Refugiados que huían hacia Egipto narraron una ola de violencia y crimen.

"Cinco personas murieron en la calle donde vivo", contó a Reuters Mohamed Jalaly, de 40 años, en Salum cuando se dirigía a El Cairo desde Bengasi. "Sales de Bengasi y no tienes (...) más que bandas y jóvenes con armas", añadió, señalando que el camino desde Bengasi es extremadamente peligroso.

Los guardias libios se retiraron de su lado de la frontera y los nuevos gobernantes militares de Egipto - que asumieron el poder tras la caída de Hosni Mubarak el 11 de febrero - dijeron que el cruce principal se mantendrá abierto las 24 horas para permitir el ingreso de enfermos y heridos.

Fuerzas de seguridad reprimieron ferozmente las protestas en todo el país, con la lucha extendiéndose a la capital Trípoli tras brotar en el este petrolero del país la semana pasada.

Con las luchas intensificándose en todo el país, algunos partidarios de Gaddafi comenzaron a abandonarlo. El embajador del país en India, Ali al-Essawi, renunció a causa de la represión y dijo a Reuters que mercenarios africanos fueron reclutados para ayudar a sofocar las manifestaciones.

"La caída de Gaddafi es el imperativo del pueblo en las calles", declaró.

Dasafío y condena. El domingo, el hijo de Gaddafi Saif prometió que su padre lucharía "hasta el último hombre" y el martes el líder libio apareció en televisión tras días de aislamiento para negar los reportes de que había huido a Venezuela, país gobernando por su amigo, el presidente socialista Hugo Chávez.

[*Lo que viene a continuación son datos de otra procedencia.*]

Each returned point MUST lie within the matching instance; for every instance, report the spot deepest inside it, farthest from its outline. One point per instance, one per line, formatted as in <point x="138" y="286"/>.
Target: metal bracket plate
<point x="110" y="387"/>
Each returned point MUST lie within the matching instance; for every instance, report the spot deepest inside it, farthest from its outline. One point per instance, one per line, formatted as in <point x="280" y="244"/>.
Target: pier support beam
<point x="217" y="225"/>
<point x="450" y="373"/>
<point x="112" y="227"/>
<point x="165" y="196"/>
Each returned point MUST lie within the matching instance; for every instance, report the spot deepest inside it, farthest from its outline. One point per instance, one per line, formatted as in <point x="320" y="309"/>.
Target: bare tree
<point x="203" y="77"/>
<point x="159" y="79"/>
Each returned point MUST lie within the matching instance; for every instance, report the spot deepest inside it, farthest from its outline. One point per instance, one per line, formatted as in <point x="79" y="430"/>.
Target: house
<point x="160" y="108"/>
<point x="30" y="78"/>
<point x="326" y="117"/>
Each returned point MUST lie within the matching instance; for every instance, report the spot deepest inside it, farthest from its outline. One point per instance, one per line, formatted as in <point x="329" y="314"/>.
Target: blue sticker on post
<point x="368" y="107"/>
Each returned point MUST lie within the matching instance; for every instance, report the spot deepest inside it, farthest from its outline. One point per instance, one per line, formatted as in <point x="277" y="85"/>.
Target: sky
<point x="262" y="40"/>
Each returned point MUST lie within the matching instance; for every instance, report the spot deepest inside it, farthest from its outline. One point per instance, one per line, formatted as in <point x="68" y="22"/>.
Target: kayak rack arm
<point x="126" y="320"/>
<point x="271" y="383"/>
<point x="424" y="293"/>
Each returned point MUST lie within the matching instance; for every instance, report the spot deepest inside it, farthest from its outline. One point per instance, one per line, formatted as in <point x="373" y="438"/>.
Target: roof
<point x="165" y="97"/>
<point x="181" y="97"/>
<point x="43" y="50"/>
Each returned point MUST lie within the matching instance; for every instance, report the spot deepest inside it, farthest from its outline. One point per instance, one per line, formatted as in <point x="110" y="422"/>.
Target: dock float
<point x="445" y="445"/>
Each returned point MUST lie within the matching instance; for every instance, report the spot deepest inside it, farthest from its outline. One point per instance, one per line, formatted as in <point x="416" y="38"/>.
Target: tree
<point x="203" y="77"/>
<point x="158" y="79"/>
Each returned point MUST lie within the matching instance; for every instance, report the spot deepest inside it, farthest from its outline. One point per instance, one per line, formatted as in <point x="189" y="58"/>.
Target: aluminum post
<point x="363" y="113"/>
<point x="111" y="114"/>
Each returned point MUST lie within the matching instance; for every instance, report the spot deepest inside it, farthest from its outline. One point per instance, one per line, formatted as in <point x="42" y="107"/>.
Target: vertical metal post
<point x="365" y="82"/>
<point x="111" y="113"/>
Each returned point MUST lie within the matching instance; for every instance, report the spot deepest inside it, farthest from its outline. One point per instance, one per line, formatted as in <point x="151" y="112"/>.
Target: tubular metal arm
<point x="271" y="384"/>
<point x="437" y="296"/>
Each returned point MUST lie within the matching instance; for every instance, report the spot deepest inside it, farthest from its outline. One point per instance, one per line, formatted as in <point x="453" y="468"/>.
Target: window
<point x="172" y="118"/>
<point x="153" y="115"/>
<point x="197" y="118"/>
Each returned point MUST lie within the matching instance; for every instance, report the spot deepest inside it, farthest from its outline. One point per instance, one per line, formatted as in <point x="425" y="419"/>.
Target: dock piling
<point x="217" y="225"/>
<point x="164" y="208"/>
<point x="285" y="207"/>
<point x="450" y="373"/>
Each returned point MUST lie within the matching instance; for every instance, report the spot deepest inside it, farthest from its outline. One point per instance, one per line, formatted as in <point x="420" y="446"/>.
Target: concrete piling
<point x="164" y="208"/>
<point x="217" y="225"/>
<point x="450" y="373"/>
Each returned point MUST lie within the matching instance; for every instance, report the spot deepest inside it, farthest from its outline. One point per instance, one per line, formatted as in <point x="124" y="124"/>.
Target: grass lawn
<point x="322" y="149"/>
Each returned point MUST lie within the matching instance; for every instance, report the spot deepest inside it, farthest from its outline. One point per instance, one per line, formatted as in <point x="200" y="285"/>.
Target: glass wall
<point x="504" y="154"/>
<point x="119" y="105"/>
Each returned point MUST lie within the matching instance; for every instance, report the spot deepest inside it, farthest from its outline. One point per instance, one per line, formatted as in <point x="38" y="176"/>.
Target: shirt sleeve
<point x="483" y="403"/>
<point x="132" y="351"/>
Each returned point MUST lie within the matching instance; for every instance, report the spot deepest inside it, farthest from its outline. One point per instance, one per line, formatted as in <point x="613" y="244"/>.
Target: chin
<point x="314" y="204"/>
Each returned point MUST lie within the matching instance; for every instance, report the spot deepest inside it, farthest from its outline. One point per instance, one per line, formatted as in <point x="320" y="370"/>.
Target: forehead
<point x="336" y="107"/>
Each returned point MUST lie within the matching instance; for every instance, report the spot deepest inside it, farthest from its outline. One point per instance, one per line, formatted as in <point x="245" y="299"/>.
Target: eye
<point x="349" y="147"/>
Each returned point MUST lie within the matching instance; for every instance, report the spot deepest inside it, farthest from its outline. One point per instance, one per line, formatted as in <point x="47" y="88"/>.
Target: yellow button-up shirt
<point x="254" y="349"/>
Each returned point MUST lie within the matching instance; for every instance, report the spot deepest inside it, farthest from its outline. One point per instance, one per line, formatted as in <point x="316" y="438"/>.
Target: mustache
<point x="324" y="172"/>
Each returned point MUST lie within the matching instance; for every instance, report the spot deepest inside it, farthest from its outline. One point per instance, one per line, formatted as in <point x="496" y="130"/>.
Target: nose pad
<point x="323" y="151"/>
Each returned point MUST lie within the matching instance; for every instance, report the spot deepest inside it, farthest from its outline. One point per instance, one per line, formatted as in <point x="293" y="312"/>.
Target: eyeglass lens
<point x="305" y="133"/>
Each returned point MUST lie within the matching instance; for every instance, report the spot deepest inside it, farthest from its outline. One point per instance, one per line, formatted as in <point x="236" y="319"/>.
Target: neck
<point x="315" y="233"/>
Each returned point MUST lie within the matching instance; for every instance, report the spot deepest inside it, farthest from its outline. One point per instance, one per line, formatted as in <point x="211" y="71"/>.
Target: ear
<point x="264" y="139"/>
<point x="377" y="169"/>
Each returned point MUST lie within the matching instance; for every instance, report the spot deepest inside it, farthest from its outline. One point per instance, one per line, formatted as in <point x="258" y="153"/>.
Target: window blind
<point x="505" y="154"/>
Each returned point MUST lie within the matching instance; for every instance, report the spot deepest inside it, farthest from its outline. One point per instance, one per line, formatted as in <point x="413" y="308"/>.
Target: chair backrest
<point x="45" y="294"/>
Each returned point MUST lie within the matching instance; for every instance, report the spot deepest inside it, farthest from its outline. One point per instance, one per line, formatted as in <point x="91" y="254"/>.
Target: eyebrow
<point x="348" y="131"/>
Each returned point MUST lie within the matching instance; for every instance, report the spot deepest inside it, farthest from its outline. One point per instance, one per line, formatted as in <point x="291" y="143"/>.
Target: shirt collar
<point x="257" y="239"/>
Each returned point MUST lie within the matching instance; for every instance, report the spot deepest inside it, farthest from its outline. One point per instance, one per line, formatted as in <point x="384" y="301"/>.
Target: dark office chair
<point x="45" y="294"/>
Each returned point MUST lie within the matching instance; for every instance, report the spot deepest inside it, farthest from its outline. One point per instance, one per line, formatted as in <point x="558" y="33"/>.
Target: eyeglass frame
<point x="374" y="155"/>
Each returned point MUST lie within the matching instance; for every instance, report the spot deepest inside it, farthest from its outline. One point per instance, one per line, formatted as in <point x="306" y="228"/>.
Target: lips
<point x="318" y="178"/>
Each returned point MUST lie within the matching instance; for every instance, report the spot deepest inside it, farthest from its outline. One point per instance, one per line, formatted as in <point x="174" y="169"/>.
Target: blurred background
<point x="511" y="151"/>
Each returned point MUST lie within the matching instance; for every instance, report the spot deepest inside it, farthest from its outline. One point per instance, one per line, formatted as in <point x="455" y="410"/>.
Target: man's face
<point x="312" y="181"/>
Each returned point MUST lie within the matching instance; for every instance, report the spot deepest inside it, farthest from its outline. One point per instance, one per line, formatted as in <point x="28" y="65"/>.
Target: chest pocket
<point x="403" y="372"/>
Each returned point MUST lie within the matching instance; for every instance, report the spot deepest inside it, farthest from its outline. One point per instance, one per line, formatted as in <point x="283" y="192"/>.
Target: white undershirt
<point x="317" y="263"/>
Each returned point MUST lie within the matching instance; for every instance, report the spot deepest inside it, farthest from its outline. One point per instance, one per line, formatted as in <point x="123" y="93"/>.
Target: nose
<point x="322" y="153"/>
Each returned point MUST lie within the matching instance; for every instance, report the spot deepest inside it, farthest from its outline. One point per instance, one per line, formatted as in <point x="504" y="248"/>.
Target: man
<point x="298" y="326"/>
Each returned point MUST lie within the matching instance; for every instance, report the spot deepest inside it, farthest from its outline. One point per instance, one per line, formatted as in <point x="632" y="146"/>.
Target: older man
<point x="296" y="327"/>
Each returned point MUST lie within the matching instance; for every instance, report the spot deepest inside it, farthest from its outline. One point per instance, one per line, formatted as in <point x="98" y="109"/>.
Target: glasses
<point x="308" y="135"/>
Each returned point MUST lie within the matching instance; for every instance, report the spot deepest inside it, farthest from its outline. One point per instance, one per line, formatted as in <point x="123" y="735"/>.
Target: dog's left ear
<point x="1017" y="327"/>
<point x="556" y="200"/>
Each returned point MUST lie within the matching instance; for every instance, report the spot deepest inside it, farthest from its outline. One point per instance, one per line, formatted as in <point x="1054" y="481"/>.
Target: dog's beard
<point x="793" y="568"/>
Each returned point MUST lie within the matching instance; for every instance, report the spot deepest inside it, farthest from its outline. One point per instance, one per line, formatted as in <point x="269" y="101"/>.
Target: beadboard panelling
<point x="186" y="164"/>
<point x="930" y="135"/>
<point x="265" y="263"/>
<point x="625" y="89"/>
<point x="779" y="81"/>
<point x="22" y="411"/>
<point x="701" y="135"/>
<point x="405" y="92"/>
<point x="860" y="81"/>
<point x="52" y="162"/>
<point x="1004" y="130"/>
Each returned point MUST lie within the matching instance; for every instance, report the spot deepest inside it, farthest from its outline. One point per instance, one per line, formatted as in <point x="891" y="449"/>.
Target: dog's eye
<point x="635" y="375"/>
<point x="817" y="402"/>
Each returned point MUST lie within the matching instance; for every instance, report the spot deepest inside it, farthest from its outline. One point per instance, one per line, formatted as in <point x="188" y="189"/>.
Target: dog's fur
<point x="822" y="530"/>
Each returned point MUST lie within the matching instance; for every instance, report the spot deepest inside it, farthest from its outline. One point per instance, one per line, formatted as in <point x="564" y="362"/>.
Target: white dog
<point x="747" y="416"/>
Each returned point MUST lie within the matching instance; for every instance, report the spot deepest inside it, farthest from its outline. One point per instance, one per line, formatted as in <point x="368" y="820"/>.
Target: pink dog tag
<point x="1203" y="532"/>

"Quiero mostrar que estoy en Trípoli y no en Venezuela. No le crean a los canales que pertenecen a perros descarriados", señaló Gaddafi, quien ha gobernado Libia con una mezcla de populismo y fuerte control desde que asumió el poder en un golpe militar de Estado en 1969.

Las potencias mundiales condenaron el uso de la fuerza contra manifestantes, con el secretario general de Naciones Unidas, Ban Ki-moon, acusando a Libia de disparar a civiles desde aviones militares y helicópteros. El Consejo de Seguridad de la ONU se reunió a puertas cerradas para discutir sobre Libia.

Washington y Europa exigieron dar fin a la violencia y el ministro de Relaciones Exteriores de Alemania, Guido Westerwelle, declaró que "una familia gobernante, amenazando a su pueblo con la guerra civil, traspasó los límites".

Las manifestaciones se extendieron hacia Trípoli desde la segunda mayor ciudad del país, Bengasi, cuna de la revuelta que absorbió a un número de ciudades y la que residentes dicen está en manos de los manifestantes.

Residentes indicaron que había compradores ansiosos haciendo fila fuera de las tiendas para abastecerse de comida y bebidas. Parte del comercio estaba cerrado.